# What is Conditional Independence?

Conditional Independence (CI) is a fundamental concept in probability theory and statistics, forming the bedrock of modern causal inference and graphical modeling.

## Formal Definition

Two variables, $X$ and $Y$, are said to be conditionally independent of each other given a third variable (or set of variables), $Z$, if and only if their conditional joint distribution, given $Z$, is equal to the product of their individual conditional distributions given $Z$.

Mathematically, this is written as:

$X \perp Y \mid Z \iff P(X, Y \mid Z) = P(X \mid Z)P(Y \mid Z)$

This statement implies that once we know the value of $Z$, gaining knowledge about $Y$ tells us nothing new about $X$, and vice-versa. The conditioning set $Z$ "blocks" the flow of information between $X$ and $Y$.

## Intuitive Explanation

Consider the following variables:
- **X**: Ice Cream Sales
- **Y**: Number of Drownings
- **Z**: Average Daily Temperature

In a typical city, you would observe a strong positive correlation between ice cream sales and drownings. As one goes up, the other tends to go up.

However, this relationship is not causal. It is a result of a **common cause**, or a **confounder**: the temperature.

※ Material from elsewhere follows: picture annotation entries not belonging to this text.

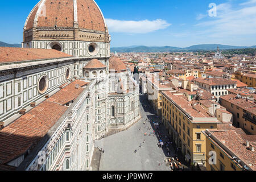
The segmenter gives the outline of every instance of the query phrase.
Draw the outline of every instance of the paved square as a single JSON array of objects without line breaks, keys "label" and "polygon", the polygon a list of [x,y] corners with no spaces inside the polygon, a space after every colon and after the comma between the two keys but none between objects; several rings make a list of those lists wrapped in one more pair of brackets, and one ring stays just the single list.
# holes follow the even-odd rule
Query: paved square
[{"label": "paved square", "polygon": [[143,118],[127,130],[95,142],[95,147],[105,151],[100,171],[171,171],[164,162],[163,150],[158,146],[156,136],[144,136],[144,133],[148,134],[153,130],[149,122],[143,124],[146,114],[150,113],[145,113],[142,106],[141,111]]}]

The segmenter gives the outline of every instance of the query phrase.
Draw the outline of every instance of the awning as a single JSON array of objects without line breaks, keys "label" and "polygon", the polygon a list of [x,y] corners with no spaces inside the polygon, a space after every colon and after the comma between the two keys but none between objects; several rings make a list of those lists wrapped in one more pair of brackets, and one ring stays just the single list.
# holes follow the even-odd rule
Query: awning
[{"label": "awning", "polygon": [[188,154],[186,154],[186,155],[185,155],[185,158],[186,158],[186,159],[188,161],[191,158],[190,158],[190,155]]}]

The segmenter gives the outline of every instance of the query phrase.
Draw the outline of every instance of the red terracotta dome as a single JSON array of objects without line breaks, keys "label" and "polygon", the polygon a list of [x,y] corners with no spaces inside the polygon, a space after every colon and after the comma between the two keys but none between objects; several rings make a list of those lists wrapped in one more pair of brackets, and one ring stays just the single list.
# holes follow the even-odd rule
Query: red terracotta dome
[{"label": "red terracotta dome", "polygon": [[105,31],[103,14],[94,0],[41,0],[32,9],[24,30],[36,28],[73,27]]}]

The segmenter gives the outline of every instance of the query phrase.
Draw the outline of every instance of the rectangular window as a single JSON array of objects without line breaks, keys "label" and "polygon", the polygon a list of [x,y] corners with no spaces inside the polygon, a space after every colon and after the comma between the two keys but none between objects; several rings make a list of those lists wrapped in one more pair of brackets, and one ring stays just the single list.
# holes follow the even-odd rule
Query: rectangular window
[{"label": "rectangular window", "polygon": [[196,134],[196,139],[197,140],[201,140],[201,134],[200,133]]},{"label": "rectangular window", "polygon": [[222,153],[220,152],[220,155],[222,159],[224,159],[224,155]]},{"label": "rectangular window", "polygon": [[198,152],[201,152],[201,145],[200,145],[200,144],[196,145],[196,151]]},{"label": "rectangular window", "polygon": [[225,166],[221,162],[220,163],[220,170],[225,171]]},{"label": "rectangular window", "polygon": [[232,163],[231,163],[231,167],[232,168],[232,169],[233,169],[235,171],[237,169],[236,166]]},{"label": "rectangular window", "polygon": [[66,138],[66,141],[68,142],[69,140],[69,132],[67,131],[67,138]]},{"label": "rectangular window", "polygon": [[189,136],[190,136],[190,130],[189,130],[189,129],[188,127],[188,135]]},{"label": "rectangular window", "polygon": [[214,146],[212,143],[210,144],[210,147],[211,147],[212,148],[214,149]]}]

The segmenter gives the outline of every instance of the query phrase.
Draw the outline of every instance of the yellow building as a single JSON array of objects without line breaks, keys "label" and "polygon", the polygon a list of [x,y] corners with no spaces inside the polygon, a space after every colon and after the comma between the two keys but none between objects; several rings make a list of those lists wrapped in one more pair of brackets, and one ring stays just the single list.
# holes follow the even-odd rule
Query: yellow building
[{"label": "yellow building", "polygon": [[196,78],[199,77],[200,70],[192,69],[185,70],[185,72],[186,72],[186,78],[190,76],[194,76]]},{"label": "yellow building", "polygon": [[171,69],[167,72],[169,76],[179,77],[186,80],[186,72],[181,69]]},{"label": "yellow building", "polygon": [[182,93],[163,91],[162,121],[188,162],[205,166],[205,136],[201,131],[217,129],[217,119],[200,105],[192,106]]},{"label": "yellow building", "polygon": [[148,75],[147,78],[147,94],[150,106],[159,116],[162,114],[162,96],[160,92],[171,90],[173,86],[170,81],[159,81],[154,75]]},{"label": "yellow building", "polygon": [[237,129],[206,130],[207,171],[255,171],[256,135],[240,134]]},{"label": "yellow building", "polygon": [[237,72],[236,79],[246,84],[249,87],[256,87],[256,74],[247,74]]},{"label": "yellow building", "polygon": [[234,125],[256,135],[256,104],[253,97],[251,99],[239,98],[234,94],[220,97],[221,105],[233,115]]}]

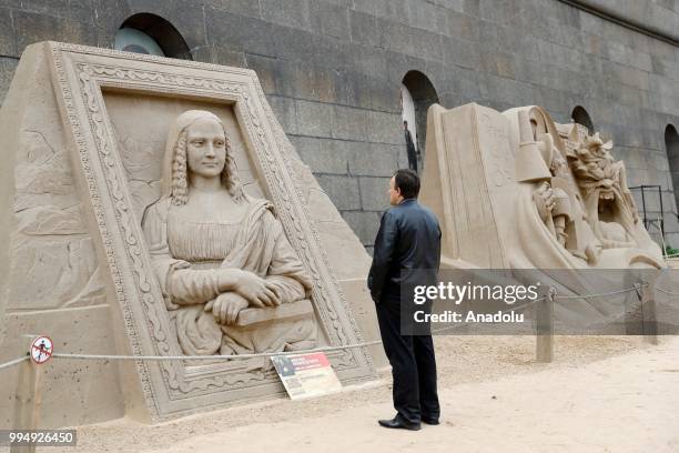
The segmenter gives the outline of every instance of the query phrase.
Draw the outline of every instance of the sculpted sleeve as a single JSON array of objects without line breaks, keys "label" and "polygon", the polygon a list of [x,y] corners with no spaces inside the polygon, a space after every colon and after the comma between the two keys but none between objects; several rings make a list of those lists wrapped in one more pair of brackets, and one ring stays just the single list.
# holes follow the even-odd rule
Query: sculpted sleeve
[{"label": "sculpted sleeve", "polygon": [[294,302],[308,295],[312,284],[304,265],[285,236],[281,222],[270,212],[265,224],[273,233],[273,254],[266,280],[276,286],[281,303]]},{"label": "sculpted sleeve", "polygon": [[379,231],[377,232],[373,250],[373,264],[368,273],[368,289],[375,302],[379,302],[382,298],[382,290],[387,280],[397,241],[398,225],[396,219],[391,211],[386,211],[382,215]]}]

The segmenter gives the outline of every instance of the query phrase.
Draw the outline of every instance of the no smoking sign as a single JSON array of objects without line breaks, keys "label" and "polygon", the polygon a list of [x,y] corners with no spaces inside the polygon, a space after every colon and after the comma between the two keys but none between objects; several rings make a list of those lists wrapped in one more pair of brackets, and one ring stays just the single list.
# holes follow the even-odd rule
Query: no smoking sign
[{"label": "no smoking sign", "polygon": [[49,336],[38,336],[31,344],[31,359],[40,364],[44,363],[52,356],[52,340]]}]

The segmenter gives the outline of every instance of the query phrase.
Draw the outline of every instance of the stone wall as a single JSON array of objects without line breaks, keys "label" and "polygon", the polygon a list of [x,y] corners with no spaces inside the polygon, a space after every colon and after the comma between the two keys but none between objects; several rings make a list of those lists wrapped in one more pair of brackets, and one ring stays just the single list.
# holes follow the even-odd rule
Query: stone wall
[{"label": "stone wall", "polygon": [[[624,3],[622,18],[676,33],[677,2]],[[679,48],[556,0],[0,0],[0,99],[27,44],[111,47],[136,12],[172,22],[194,60],[257,71],[300,155],[366,245],[388,177],[407,163],[399,84],[411,70],[446,108],[538,104],[566,122],[582,105],[627,161],[630,185],[662,185],[665,210],[677,210],[663,131],[679,128]],[[646,202],[657,217],[658,197]],[[679,246],[677,217],[665,220]]]}]

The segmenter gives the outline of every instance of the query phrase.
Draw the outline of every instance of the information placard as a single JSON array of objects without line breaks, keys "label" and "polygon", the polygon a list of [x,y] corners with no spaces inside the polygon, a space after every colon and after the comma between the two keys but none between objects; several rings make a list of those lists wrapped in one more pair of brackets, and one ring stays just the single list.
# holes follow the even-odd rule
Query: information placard
[{"label": "information placard", "polygon": [[274,355],[271,360],[292,400],[304,400],[342,390],[342,383],[323,352]]}]

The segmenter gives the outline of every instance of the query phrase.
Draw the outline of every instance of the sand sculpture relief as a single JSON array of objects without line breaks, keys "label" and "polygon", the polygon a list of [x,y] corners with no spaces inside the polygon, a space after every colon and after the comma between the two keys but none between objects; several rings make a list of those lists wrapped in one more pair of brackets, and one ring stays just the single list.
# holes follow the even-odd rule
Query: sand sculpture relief
[{"label": "sand sculpture relief", "polygon": [[[612,142],[539,107],[433,105],[423,200],[450,268],[662,266]],[[462,184],[462,180],[465,184]]]},{"label": "sand sculpture relief", "polygon": [[162,198],[143,228],[188,355],[316,345],[312,283],[271,202],[243,191],[221,120],[191,110],[168,137]]},{"label": "sand sculpture relief", "polygon": [[[254,72],[37,43],[0,114],[12,163],[1,199],[14,270],[0,289],[8,355],[34,331],[61,352],[160,356],[377,336],[369,255]],[[22,298],[27,288],[36,294]],[[366,349],[327,356],[345,384],[374,376]],[[45,426],[164,420],[284,392],[267,358],[53,366]],[[13,402],[0,401],[9,426]]]}]

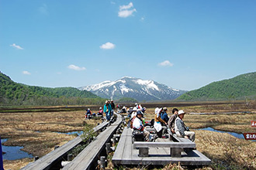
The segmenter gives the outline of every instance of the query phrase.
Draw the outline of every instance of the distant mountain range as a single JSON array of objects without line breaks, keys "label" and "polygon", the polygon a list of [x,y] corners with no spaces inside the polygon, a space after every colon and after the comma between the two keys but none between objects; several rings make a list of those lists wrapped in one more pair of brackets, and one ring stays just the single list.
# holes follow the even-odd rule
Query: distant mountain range
[{"label": "distant mountain range", "polygon": [[92,104],[99,101],[102,102],[103,99],[86,90],[28,86],[16,83],[0,72],[0,105]]},{"label": "distant mountain range", "polygon": [[189,91],[177,100],[220,100],[245,98],[256,98],[256,72],[213,82],[198,90]]},{"label": "distant mountain range", "polygon": [[130,76],[116,81],[104,81],[78,89],[90,91],[103,98],[116,100],[130,97],[138,101],[173,100],[186,92],[153,80],[143,80]]},{"label": "distant mountain range", "polygon": [[102,97],[138,101],[256,99],[256,72],[213,82],[189,92],[129,76],[78,89],[41,87],[16,83],[0,72],[0,105],[102,104],[105,100]]}]

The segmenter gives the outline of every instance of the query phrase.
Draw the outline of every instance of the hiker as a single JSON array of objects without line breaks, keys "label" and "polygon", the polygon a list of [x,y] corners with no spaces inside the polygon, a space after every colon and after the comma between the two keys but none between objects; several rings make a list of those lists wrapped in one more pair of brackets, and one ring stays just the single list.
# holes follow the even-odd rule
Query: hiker
[{"label": "hiker", "polygon": [[98,116],[101,116],[101,117],[103,117],[103,110],[102,110],[102,107],[99,107],[99,110],[98,111]]},{"label": "hiker", "polygon": [[111,104],[108,100],[106,100],[106,104],[104,105],[103,112],[105,113],[106,117],[108,121],[110,121],[111,110],[112,110]]},{"label": "hiker", "polygon": [[[168,122],[168,121],[169,121],[168,115],[168,114],[166,113],[167,110],[168,110],[167,107],[164,107],[163,108],[163,110],[162,110],[161,114],[161,118],[164,121],[165,121],[166,123]],[[168,133],[168,132],[167,132],[167,124],[163,124],[163,123],[162,123],[161,124],[162,124],[162,129],[163,129],[162,135],[164,135],[164,134],[165,134]]]},{"label": "hiker", "polygon": [[185,125],[182,119],[184,118],[185,112],[181,110],[178,112],[178,117],[175,119],[175,130],[178,137],[183,137],[195,141],[195,132],[189,131],[189,129]]},{"label": "hiker", "polygon": [[178,110],[177,108],[172,109],[172,115],[170,117],[169,121],[168,121],[168,127],[169,129],[171,129],[171,133],[175,134],[175,122],[177,118],[178,115]]},{"label": "hiker", "polygon": [[162,125],[161,123],[163,123],[164,124],[167,125],[167,123],[163,121],[161,118],[161,113],[162,112],[163,108],[155,108],[154,110],[154,128],[156,129],[157,131],[157,134],[159,138],[161,138],[162,136]]},{"label": "hiker", "polygon": [[91,117],[92,117],[92,111],[90,108],[88,108],[86,110],[85,118],[91,118]]},{"label": "hiker", "polygon": [[142,117],[143,113],[140,110],[137,111],[137,116],[135,116],[131,121],[131,128],[133,129],[133,131],[137,130],[142,132],[146,141],[148,141],[150,132],[144,129],[142,123]]},{"label": "hiker", "polygon": [[143,108],[142,108],[142,110],[141,110],[142,113],[145,114],[146,110],[147,110],[147,108],[146,108],[145,107],[143,107]]},{"label": "hiker", "polygon": [[[137,103],[136,103],[135,104],[135,107],[137,109],[137,110],[142,110],[142,107],[141,107],[141,105],[140,104],[138,104]],[[133,109],[134,109],[134,107],[133,107]]]},{"label": "hiker", "polygon": [[165,122],[168,122],[169,121],[168,114],[166,113],[167,110],[168,110],[167,107],[164,107],[163,108],[163,112],[161,114],[161,118]]},{"label": "hiker", "polygon": [[115,104],[114,104],[114,100],[111,100],[111,117],[113,115],[113,113],[114,113],[114,109],[115,109]]},{"label": "hiker", "polygon": [[123,106],[123,108],[121,109],[120,113],[126,114],[126,107]]}]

- When the temperature is high, more people buy ice cream.
- When the temperature is high, more people go swimming, which unfortunately leads to more drownings.

If we **condition** on temperature (i.e., we look at data from only the days where the temperature was, say, 75°F), the relationship between ice cream sales and drownings would vanish. Knowing how many ice creams were sold on a 75°F day gives you no new information about how many drownings occurred on that same day.

Thus, we can say: **Ice Cream Sales $\perp$ Drownings $\mid$ Temperature**.

## Why It Matters in Causal Discovery

Conditional independence tests are the primary tool used by constraint-based causal discovery algorithms (like the PC algorithm). These algorithms work by systematically performing CI tests on the data to identify the "d-separations" in the underlying causal graph.

By determining which variables become independent when conditioned on others, these algorithms can prune edges from a fully connected graph to reveal the likely causal structure that generated the data.